Bonferroni’s post hoc analysis showed significant differences between routine care (controls) and other treatment groups (). Post hoc analysis also indicated that subjects in the routine care+booklet+oral presentation+clinical supervision group experienced more ICU working stress reduction compared to the other treatment groups (). In general, working stress was reduced in the treatment groups during the follow-up (Figure 5).

4. Discussion

The present study investigated the effect of an education program to reduce stress and anxiety among ICU nursing staff. The findings supported the effectiveness of the program to reduce perceived stress, state anxiety, and ICU working stress but not trait anxiety. Also, we found that educational content delivered through various methods may increase effectiveness of education to improve the psychological status especially for stressors related to the work setting. However, the descending impact of the program over time makes necessary the replication of such programs via in-service training schedules.

These findings were consistent with previous studies which evaluated the effectiveness of education programs on stress and anxiety among nurses. For example, Moayed et al. set an education on stress of exposure to sharps for nurses in an emergency setting and found that this type of education may reduce the stress related to needle stick injuries among the participants significantly [33]. The method of education was oral as in the present study and reduced stress among nurses, although these observations were based on a quasiexperimental design with only 35 nurses followed for one month. A recent study in Iran also revealed that education programs may help to reduce stress in nurses employed in the neonatal ICUs.
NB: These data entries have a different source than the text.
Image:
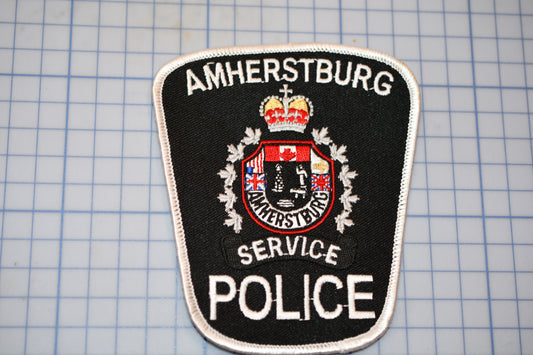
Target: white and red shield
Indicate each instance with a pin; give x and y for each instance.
(288, 186)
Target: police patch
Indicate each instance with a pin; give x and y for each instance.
(288, 170)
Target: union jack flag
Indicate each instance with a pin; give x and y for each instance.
(320, 182)
(255, 182)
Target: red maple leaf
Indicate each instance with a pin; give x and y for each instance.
(287, 155)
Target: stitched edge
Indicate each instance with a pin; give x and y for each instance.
(345, 345)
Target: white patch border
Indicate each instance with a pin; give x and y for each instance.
(346, 345)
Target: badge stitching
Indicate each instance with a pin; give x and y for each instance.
(348, 344)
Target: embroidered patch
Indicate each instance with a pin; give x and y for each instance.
(288, 170)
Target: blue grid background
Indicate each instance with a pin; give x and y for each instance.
(87, 258)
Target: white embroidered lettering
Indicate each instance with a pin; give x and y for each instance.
(193, 83)
(307, 300)
(357, 76)
(290, 69)
(246, 257)
(338, 67)
(312, 249)
(274, 244)
(386, 86)
(214, 297)
(331, 255)
(306, 62)
(280, 312)
(214, 78)
(230, 72)
(324, 67)
(271, 66)
(259, 249)
(250, 313)
(316, 296)
(251, 70)
(353, 313)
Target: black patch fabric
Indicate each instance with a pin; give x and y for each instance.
(288, 170)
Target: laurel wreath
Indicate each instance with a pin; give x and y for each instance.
(252, 137)
(346, 176)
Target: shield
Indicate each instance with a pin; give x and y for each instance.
(288, 186)
(288, 172)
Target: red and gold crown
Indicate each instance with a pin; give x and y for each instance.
(286, 113)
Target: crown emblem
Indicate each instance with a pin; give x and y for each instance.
(286, 113)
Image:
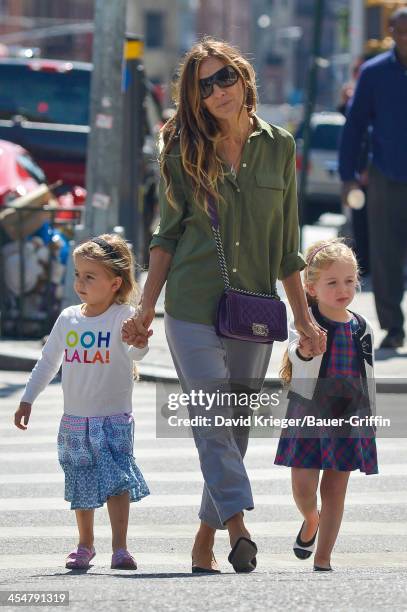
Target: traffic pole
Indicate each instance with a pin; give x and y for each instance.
(134, 122)
(104, 156)
(311, 95)
(105, 148)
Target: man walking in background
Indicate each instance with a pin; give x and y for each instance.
(380, 102)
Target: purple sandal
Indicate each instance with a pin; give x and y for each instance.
(80, 558)
(122, 559)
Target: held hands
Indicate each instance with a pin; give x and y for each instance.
(312, 339)
(305, 348)
(22, 414)
(135, 331)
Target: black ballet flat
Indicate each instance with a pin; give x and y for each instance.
(303, 550)
(243, 555)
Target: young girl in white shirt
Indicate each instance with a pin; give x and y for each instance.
(336, 385)
(95, 439)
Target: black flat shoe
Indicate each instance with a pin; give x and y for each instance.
(243, 555)
(303, 550)
(204, 570)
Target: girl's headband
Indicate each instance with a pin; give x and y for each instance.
(315, 251)
(106, 247)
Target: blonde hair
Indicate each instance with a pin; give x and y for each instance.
(122, 264)
(193, 126)
(319, 256)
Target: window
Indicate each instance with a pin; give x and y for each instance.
(48, 97)
(154, 29)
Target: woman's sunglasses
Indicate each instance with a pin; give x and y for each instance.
(225, 77)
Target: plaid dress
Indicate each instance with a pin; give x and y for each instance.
(336, 453)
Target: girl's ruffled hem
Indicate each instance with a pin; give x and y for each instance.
(90, 487)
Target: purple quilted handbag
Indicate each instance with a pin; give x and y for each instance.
(246, 315)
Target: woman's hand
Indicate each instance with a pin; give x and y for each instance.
(136, 331)
(315, 334)
(305, 348)
(22, 414)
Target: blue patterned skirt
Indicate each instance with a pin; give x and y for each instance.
(96, 454)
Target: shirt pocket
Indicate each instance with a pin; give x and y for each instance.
(269, 190)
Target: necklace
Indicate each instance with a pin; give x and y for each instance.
(234, 163)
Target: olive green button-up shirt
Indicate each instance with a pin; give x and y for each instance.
(258, 224)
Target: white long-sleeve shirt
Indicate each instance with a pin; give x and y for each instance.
(97, 367)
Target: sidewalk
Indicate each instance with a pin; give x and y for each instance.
(157, 365)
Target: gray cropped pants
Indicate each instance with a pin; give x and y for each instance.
(206, 361)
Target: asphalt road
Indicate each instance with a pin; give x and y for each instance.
(37, 529)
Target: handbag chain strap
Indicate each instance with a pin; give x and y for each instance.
(222, 260)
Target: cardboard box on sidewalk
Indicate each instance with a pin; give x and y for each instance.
(23, 218)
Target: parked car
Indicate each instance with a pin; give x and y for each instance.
(323, 193)
(44, 107)
(20, 175)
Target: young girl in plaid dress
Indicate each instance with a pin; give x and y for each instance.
(336, 385)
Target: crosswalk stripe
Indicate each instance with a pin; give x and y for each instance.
(256, 475)
(187, 530)
(266, 561)
(172, 500)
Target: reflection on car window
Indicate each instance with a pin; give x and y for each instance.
(31, 167)
(324, 136)
(50, 97)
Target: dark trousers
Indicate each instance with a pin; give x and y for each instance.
(387, 222)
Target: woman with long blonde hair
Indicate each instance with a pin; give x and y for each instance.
(216, 149)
In this study, 70 nurses were assigned to intervention and control groups, and the McNamara education program, complemented by lecture-based presentations, was chosen as a basis for intervention in the experimental group. Two weeks after the intervention, the experimental group showed lower scores on a stress response inventory than controls, thus supporting effectiveness of the program [34].

A few studies assessed the effectiveness of education programs on anxiety among nurses that generally have emphasis on cognitive-based interventions. Ghazavi et al. studied how a happiness-based educational program may be effective to reduce stress and anxiety in cancer patients’ nurses. They recruited 52 nurses and using a RCT design assigned them to intervention and control groups. The education program was conducted over a six-week course and utilized lectures and discussions to educate participants regarding happiness. They measured the outcomes two times, immediately after the intervention and one month later. The findings showed that at both follow-ups, the stress and anxiety levels in the intervention group were lower than those in the control group. Moreover, as in the present study, the impact of such program decreased over time [35]. Another pilot study conducted on 20 nurses and midwives using a one-day workshop, a mindfulness-based stress reduction program, did not find significant changes in scores on depression, anxiety, and stress scale (DASS) after two months [36]. This study along with other similar studies [3739] suggested that a comprehensive and multifaceted intervention could reduce the anxiety level as well as our intervention.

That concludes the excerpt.